Pero no quería sólo sus labios…
Poco a poco un sentimiento egoísta había nacido entro de ella. El de querer que él fuera sola y enteramente suyo.
Cada parte, cada fibra, cada pensamiento, cada suspiro de aquél exasperante y singular peligris quería que fuera de su propiedad.
Era un sentir demasiado egoísta, demasiado caprichoso; y aunque la asustara un poco, era la verdad.
No podía evitar sentir aquello por él.
Y volvía al principio, a no entender nada de lo que sentía. A no encontrar una respuesta a esos 'por qué' que sólo residían en su mente, que no se animaba a preguntarle a él.

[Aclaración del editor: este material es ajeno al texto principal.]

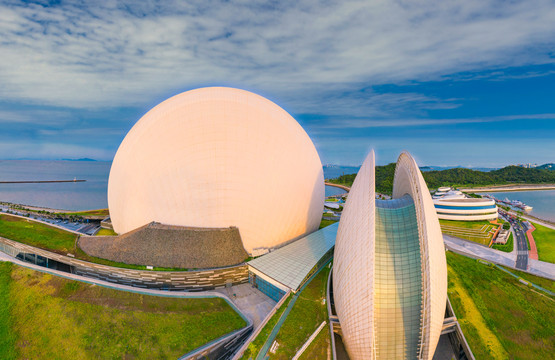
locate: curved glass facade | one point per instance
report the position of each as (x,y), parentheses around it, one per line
(398,280)
(466,207)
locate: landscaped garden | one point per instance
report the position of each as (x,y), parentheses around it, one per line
(477,231)
(507,247)
(56,240)
(544,238)
(37,234)
(48,317)
(501,318)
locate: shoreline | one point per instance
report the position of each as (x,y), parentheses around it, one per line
(39,208)
(346,188)
(510,188)
(40,181)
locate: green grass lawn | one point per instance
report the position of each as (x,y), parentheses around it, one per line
(501,318)
(306,315)
(49,317)
(7,337)
(106,232)
(320,347)
(508,247)
(56,240)
(37,234)
(538,280)
(545,242)
(255,346)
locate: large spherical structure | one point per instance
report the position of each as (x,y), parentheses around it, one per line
(218,157)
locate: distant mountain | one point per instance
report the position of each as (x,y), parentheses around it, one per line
(456,177)
(439,168)
(82,159)
(334,171)
(549,166)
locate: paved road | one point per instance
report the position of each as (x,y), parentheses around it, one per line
(475,250)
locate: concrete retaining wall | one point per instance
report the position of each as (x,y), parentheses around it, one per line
(198,280)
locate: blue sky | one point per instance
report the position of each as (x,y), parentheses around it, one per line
(468,83)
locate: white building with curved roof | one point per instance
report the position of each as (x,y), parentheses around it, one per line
(390,272)
(218,157)
(466,209)
(455,205)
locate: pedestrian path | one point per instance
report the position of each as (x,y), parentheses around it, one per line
(468,248)
(533,253)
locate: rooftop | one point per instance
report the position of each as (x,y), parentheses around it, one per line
(289,265)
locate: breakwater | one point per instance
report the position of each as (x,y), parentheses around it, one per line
(40,181)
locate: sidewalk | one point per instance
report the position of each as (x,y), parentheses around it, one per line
(533,251)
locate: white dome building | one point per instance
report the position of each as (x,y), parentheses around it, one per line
(219,157)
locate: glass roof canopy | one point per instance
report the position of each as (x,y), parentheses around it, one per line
(289,265)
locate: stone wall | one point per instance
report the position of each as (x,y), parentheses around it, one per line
(196,280)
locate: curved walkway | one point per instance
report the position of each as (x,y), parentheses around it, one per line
(153,292)
(468,248)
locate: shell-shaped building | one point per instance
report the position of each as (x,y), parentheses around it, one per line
(390,272)
(219,157)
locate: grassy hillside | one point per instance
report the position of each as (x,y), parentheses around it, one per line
(47,317)
(500,317)
(544,238)
(36,234)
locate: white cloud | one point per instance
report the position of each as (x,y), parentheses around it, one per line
(104,54)
(411,122)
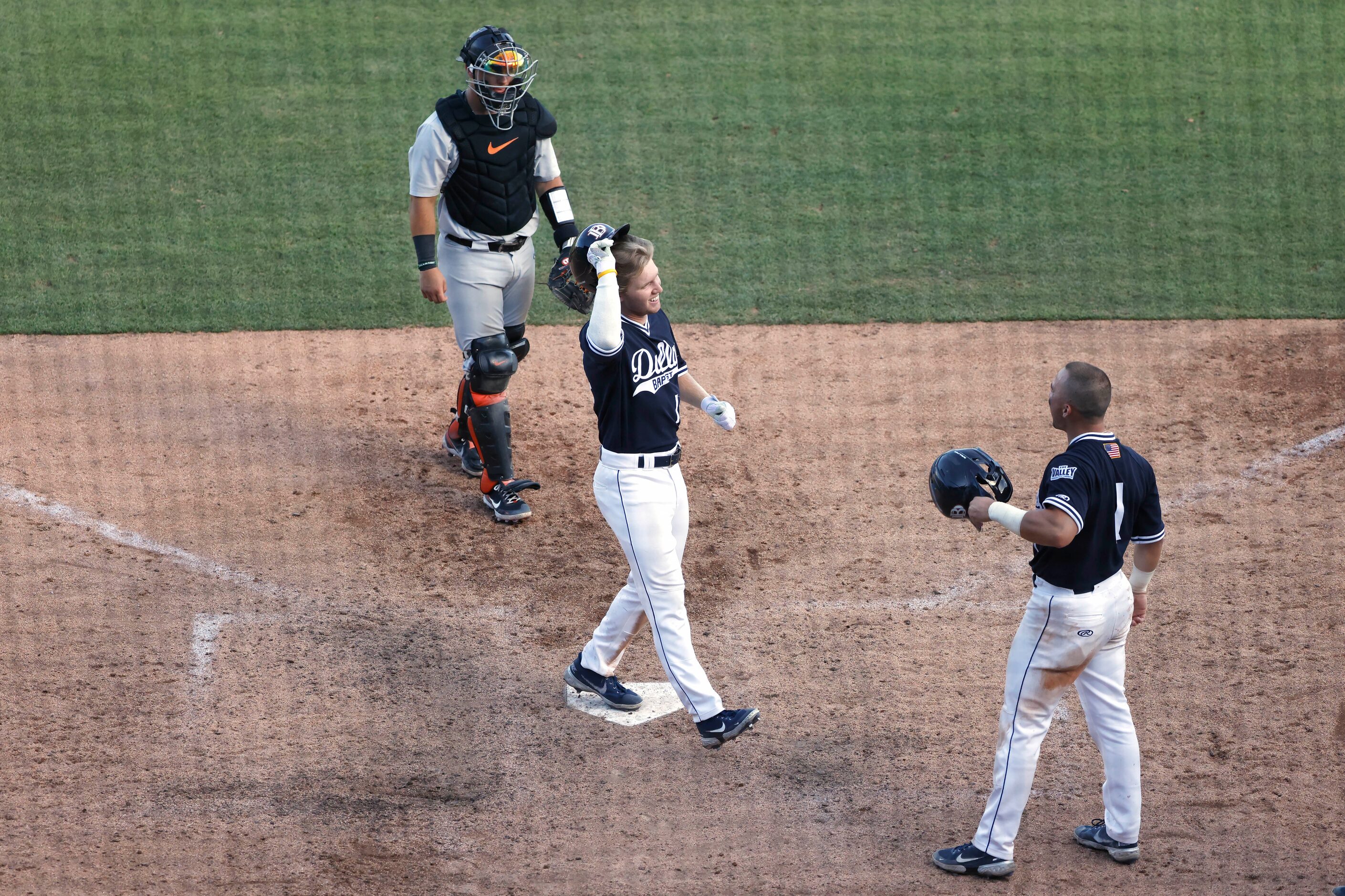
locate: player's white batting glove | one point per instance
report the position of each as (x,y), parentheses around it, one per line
(600,256)
(721,412)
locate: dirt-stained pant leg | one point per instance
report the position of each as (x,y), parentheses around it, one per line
(1102,692)
(487,291)
(1058,639)
(475,281)
(647,511)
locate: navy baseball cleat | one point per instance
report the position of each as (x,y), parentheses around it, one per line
(725,726)
(613,692)
(464,451)
(1095,837)
(965,859)
(505,502)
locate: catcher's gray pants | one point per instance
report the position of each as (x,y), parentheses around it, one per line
(487,291)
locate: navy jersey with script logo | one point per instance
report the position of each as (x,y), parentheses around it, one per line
(1110,493)
(635,389)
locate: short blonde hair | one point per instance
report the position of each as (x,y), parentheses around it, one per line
(631,255)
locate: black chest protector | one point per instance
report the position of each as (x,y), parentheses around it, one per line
(493,190)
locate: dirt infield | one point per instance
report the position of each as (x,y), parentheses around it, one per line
(347,677)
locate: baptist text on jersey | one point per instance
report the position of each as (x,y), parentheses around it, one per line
(635,386)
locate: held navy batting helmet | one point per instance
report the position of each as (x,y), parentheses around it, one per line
(957,477)
(594,233)
(563,281)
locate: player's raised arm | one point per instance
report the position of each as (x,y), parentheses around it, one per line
(605,319)
(1044,526)
(716,409)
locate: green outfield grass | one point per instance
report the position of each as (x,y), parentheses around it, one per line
(173,166)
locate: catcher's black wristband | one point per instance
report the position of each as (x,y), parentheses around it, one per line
(426,250)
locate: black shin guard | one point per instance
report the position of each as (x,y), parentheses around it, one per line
(493,438)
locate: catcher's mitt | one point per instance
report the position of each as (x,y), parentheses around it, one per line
(565,287)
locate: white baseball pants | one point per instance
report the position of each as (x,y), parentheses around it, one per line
(1066,638)
(647,511)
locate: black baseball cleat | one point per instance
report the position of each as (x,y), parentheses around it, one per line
(724,727)
(1095,837)
(505,502)
(959,860)
(467,452)
(613,692)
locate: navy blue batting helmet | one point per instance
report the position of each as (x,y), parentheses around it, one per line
(959,475)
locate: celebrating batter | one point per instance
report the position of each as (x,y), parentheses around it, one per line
(482,160)
(638,376)
(1094,500)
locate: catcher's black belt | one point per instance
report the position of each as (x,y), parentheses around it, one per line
(491,247)
(665,460)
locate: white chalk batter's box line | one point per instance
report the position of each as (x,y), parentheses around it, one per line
(208,626)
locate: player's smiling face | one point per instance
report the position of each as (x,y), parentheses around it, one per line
(642,298)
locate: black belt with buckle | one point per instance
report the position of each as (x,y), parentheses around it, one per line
(665,460)
(494,247)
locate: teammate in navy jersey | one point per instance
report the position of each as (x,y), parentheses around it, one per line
(1095,498)
(639,378)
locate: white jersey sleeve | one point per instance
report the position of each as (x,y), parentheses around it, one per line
(605,330)
(432,158)
(546,167)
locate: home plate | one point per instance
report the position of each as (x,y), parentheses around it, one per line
(659,700)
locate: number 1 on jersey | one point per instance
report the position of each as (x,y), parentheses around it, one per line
(1121,508)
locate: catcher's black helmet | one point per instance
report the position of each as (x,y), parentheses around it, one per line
(563,283)
(500,72)
(957,477)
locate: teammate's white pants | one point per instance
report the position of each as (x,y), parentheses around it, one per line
(647,511)
(486,291)
(1066,638)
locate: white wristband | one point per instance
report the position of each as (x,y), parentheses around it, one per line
(1008,516)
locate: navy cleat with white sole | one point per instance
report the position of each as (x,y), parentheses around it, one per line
(1095,837)
(613,692)
(965,859)
(505,501)
(727,726)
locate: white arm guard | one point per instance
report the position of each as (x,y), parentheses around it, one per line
(605,318)
(1008,516)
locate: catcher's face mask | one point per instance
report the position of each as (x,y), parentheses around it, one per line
(501,74)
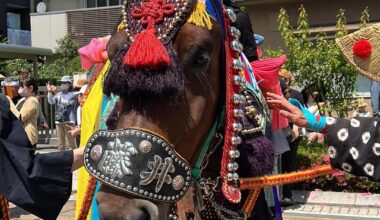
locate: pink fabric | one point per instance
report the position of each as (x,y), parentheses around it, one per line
(266,73)
(94,53)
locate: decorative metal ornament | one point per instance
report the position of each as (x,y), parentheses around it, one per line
(234,154)
(232,15)
(233,166)
(235,177)
(235,140)
(230,177)
(237,46)
(235,32)
(139,163)
(238,99)
(237,127)
(165,29)
(145,146)
(96,152)
(238,113)
(178,182)
(238,80)
(237,64)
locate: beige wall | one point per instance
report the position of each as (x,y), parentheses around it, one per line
(321,13)
(60,5)
(47,29)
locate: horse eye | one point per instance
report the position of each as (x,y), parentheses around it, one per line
(201,59)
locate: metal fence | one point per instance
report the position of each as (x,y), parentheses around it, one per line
(44,135)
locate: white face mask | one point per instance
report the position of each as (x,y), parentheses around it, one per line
(65,87)
(22,92)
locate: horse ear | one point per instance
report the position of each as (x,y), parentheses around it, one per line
(116,43)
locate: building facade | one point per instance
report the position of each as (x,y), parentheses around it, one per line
(81,19)
(15,21)
(86,19)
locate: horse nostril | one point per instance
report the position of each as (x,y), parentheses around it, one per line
(149,209)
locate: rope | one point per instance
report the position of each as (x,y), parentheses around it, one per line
(86,205)
(257,183)
(4,207)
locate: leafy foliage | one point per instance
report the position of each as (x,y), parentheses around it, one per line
(317,62)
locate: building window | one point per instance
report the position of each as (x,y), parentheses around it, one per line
(102,3)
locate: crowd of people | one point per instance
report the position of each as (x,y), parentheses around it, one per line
(22,92)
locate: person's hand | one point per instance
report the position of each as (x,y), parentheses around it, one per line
(45,126)
(74,130)
(315,137)
(295,133)
(289,111)
(53,89)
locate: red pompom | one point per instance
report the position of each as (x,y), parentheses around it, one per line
(362,48)
(147,51)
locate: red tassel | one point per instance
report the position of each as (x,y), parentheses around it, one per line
(147,51)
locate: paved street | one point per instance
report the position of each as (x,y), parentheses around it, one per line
(316,205)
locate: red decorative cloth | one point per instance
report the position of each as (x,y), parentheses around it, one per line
(362,48)
(266,72)
(94,53)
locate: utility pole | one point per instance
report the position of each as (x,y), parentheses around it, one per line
(3,19)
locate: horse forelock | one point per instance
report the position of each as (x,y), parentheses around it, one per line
(146,84)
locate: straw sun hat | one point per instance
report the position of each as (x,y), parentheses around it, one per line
(361,103)
(362,50)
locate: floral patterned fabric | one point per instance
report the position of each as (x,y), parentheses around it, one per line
(354,145)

Pero la falta de oxígeno en sus pulmones la sorprendió entre tanto pensamiento, y sin ni una pizca de ganas de dejar de hacerlo tuvo que separarse del peligris.
Sus respiraciones agitadas volvían a chocar una vez más, cálidas y apuradas.
Sus miradas conectadas, decían tantas cosas… pero ninguna concreta como las palabras.
Y el loco palpitar del confundido corazón de Sakura la estaba asustando. ¿Por qué latía así?
-Buenas noches... Sakura.- dijo Kakashi suavemente, acariciando una de sus enrojecidas mejillas.
Pero ella no pudo decirle nada. Sólo lo miró, perdida en aquella mirada.
Lo vio alejarse lenta y tortuosamente, hasta perderse en las escaleras.
Entonces rápidamente buscó confort y seguridad en su casa, porque algo no andaba bien.
Se recostó en el sillón de la sala, y aunque su respiración se estaba normalizando, podía escuchar los latidos de su corazón.
Fuertes y rápidos, retumbando en sus oídos y en su pecho. Y la fija imagen de Kakashi en su cabeza.
Sus ojos verdes se abrieron sin creerlo, estaba enferma.
De aquella enfermedad que nunca esperó tener, pero que conocía los síntomas.
Y aunque tal vez estuvo negándolo, inconscientemente sabía que la tenía.
Sabía que estaba enferma… de aquella incurable enfermedad que llaman amor.